Tyler Pederson ’17, Fargo, N.D.
Major: Business with an emphasis in healthcare administration

What seemed unique about Concordia to you?

Concordia was different in many ways, including that it was the smallest college I looked at. To me, this meant I would have ample opportunities for involvement in whatever I saw fit, just like I did in high school.

What do you love about your hometown of Fargo-Moorhead?

The connections, food, shops and the friendliness of the area are what make this place so unique. There’s always something to do for every person's particular hobbies and interests – you just have to search for it or create it if it doesn’t already exist. Fargo-Moorhead is continuously growing, and there are endless opportunities within the community.

How did you choose your major at Concordia?

I am majoring in business with an emphasis in healthcare administration. Within that program there are several different routes to take including healthcare leadership, healthcare financial management, and long-term care administration. I chose both healthcare financial management and long-term care administration as I saw them being the most beneficial and worthwhile for my future plans in healthcare.

What are you involved with on and off campus?

I’m involved in cross country, track and field, the Student Ambassador Program, Student Healthcare Management Association, and Offutt Student Leader Organization. Also, over the last few years, I have been a volunteer cross country and track and field assistant coach for Shanley High School. I also was a Certified Nursing Assistant at CHI Riverview Place in Fargo.

What has been a highlight of your college career? 
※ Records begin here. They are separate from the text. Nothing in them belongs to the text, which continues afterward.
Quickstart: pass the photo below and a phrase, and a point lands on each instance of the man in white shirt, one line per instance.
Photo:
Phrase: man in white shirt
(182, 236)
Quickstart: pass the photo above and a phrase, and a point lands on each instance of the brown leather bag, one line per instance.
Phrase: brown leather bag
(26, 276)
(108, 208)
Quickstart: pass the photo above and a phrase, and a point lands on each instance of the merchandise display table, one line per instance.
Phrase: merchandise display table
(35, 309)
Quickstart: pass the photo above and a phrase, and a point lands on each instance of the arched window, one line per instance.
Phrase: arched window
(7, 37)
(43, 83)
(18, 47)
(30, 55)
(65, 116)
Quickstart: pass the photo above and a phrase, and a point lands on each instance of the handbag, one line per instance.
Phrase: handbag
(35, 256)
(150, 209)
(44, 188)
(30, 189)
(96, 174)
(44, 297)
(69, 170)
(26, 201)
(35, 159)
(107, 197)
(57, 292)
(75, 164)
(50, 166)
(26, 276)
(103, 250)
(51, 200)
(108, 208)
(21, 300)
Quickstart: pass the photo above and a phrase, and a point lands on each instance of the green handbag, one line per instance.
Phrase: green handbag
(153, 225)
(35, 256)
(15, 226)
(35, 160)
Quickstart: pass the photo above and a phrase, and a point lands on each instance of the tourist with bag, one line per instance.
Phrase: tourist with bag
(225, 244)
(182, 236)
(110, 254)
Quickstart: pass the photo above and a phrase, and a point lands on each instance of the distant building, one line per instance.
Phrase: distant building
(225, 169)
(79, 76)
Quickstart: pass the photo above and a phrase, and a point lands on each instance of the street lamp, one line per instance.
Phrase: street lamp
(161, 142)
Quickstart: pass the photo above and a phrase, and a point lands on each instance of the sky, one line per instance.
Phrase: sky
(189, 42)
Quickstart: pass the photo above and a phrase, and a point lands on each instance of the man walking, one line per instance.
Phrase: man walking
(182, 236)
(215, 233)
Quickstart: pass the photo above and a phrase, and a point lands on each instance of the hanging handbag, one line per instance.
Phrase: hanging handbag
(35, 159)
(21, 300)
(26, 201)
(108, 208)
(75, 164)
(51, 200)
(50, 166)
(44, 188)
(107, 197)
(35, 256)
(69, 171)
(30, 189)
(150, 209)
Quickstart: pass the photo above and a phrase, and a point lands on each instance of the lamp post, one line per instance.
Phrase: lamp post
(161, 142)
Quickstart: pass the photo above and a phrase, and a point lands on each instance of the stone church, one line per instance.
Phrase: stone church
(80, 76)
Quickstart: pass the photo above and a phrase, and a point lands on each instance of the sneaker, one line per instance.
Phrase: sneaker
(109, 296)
Although on-campus learning from professors is at the heart of a students’ education, my highlights occurred off campus in opportunities with the Student Healthcare Management Association and on my Exploration Seminar to Hong Kong. With SHMA, I have been fortunate to visit the MHA program at the University of Minnesota, Mayo Clinic in Rochester, and Hennepin County Medical Center in the Twin Cities. These, among other opportunities with SHMA, have highlighted my college career by showing me what real-world experiences are like in healthcare. The different trips have allowed me to see the great opportunities my Concordia education can bring to whatever healthcare setting I pursue.

Tell us about the special opportunities you’ve had with the Offutt School of Business. 

Along with my internships that coincide with my healthcare administration concentrations, I was allotted the opportunity to travel to Hong Kong for a weeklong study abroad opportunity with Professor Mason from the finance department. This Exploration Seminar was something I fully sought after seeing a poster for it months in advance. Along with talking to Professor Mason frequently about the trip and attending the informational meeting, I became more interested with the idea of traveling halfway around the globe to experience a whole new “world.” During our trip, we were fortunate enough to visit with several finance firms, a few Fortune 500 companies, experience the sights and sounds of the country itself from sea level to skyscraper and mountaintop views. Hong Kong had it all and I will forever cherish the memories created with my professor, tour guide, and fellow Cobber students and staff.

What internships have you had?

Within the healthcare administration program, students are required to take up an internship to complete the concentration requirements and, since I decided to take two concentrations, I was required to take two internships. I completed a long-term care administration internship at Presbyterian Homes – Johanna Shores Gables Care Center in Arden Hills, Minn., and a healthcare financial management internship at Essentia Health in Fargo.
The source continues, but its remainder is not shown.